A shooting that fits no previous stereotype
Individuals who simply sought to worship quietly now feel insecure just because of their beliefs, culture and religious practices. Sikhs are neither Muslim or Hindu; so, present stereotypes do not fit their culture and practices nor indicate why they would have been targeted.
Obviously, many details will emerge in the days to come about the shooter and his motives, but for now, the 500,000 Sikh population in this country are on high alert for more possible attacks. The FBI is treating the shooting as a domestic terrorist event.
What do we tell our children?
I think of how our children may react to such an event. They do not understand this kind of violence and try to determine explanations. Why would someone do this, an inquisitive child would ask? The only good opportunity here is to use this tragedy to educate our children about a myriad of issues, but particularly to help them understand that violence is not an answer to our questions, struggles or differences. Helping them understand the impact of such events to families and to innocent people who are affected is worthy of processing time.

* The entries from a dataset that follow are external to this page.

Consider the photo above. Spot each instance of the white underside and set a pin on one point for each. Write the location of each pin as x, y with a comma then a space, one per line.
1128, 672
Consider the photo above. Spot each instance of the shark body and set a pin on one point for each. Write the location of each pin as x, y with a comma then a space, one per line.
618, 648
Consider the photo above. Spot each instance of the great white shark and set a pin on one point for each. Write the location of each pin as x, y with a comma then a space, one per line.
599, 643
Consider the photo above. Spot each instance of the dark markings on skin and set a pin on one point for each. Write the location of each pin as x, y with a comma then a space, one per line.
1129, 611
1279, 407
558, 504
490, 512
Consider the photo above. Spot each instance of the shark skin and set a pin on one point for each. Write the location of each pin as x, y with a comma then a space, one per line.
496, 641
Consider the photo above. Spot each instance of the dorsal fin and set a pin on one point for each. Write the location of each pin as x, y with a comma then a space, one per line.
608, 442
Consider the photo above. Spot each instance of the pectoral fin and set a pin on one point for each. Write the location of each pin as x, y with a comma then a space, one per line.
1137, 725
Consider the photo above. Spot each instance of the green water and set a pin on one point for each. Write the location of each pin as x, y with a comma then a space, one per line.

We grieve for the families who have lost loved ones. We also want to be sensitive to the Sikh culture that now has been targeted and feels very vulnerable. Maybe our children could send cards or some means of support to help the families of the victims.

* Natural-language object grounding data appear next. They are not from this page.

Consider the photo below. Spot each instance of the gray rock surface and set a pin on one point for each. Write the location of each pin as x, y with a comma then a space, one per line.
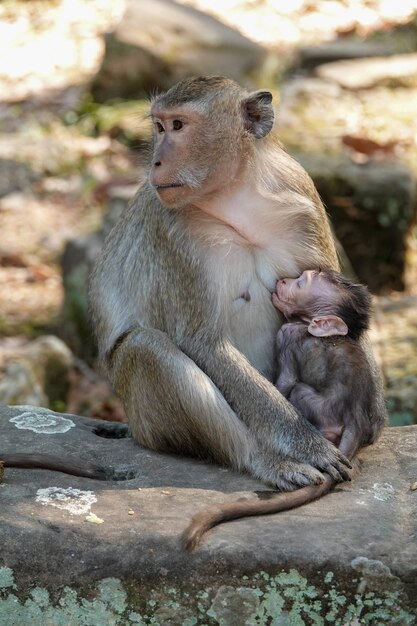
158, 42
312, 56
400, 69
372, 207
352, 555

I do wish those that have lost loved ones my thoughts and prayers. We need to rally around these families and help them understand that we are supportive of their right to safety and to worship in freedom in their own environment. It is the hallmark of our nation to protect all its citizens.
I am hopeful that we can use this opportunity to teach others tolerance, friendship and non-violence among all cultures. It is a good time to model core beliefs that will bring our peace and safety within our communities and our society.